A new frontier of artificial intelligence is attempting to bridge the gap between the living and the dead—raising profound spiritual and prophetic concerns. Justin Harrison, founder of You, Only Virtual (YOV), has created “griefbots” that mimic the personalities, voices, and communication patterns of departed loved ones. Built from text messages, phone calls, videos, and voice memos, these AI-generated “Versonas” enable users to text or even call a digital copy of someone who has died. Harrison, who developed the technology after his mother’s cancer diagnosis, claims these bots “help with the grieving process” and allow people to “stay connected” in ways that feel natural. The paid version even resurrects the loved one’s voice, creating interactions that blur the line between memory and simulation.

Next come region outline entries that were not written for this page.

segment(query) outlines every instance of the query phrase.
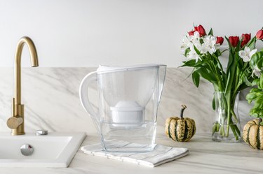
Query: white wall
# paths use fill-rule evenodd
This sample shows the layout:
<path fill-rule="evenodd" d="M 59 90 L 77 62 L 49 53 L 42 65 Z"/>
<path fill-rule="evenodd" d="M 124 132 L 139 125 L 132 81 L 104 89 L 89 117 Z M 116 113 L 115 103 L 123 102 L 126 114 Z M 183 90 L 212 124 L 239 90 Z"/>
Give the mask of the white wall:
<path fill-rule="evenodd" d="M 0 66 L 13 66 L 30 36 L 41 66 L 181 64 L 181 38 L 193 23 L 220 36 L 263 26 L 261 0 L 0 0 Z M 27 54 L 27 50 L 25 52 Z M 22 59 L 25 66 L 28 58 Z"/>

While marketed as therapeutic, griefbots raise disturbing theological and psychological red flags. Researchers at Cambridge warn this technology is “high risk,” capable of creating dependency, distorting grief, and disrespecting the dignity of the deceased. Critics have labeled the trend “digital necromancy”—a modern attempt to communicate with the dead through technological means. Scripture explicitly forbids such practices (Deuteronomy 18:10–12), and yet culture is normalizing them under the guise of innovation and emotional comfort. As AI increasingly replicates the voices, faces, and personalities of the dead, we are witnessing a dangerous erosion of discernment—one that fits the prophetic pattern of deception in the last days (Matthew 24:24). What society calls “connection,” the Bible calls counterfeit. And the world is embracing it with open arms.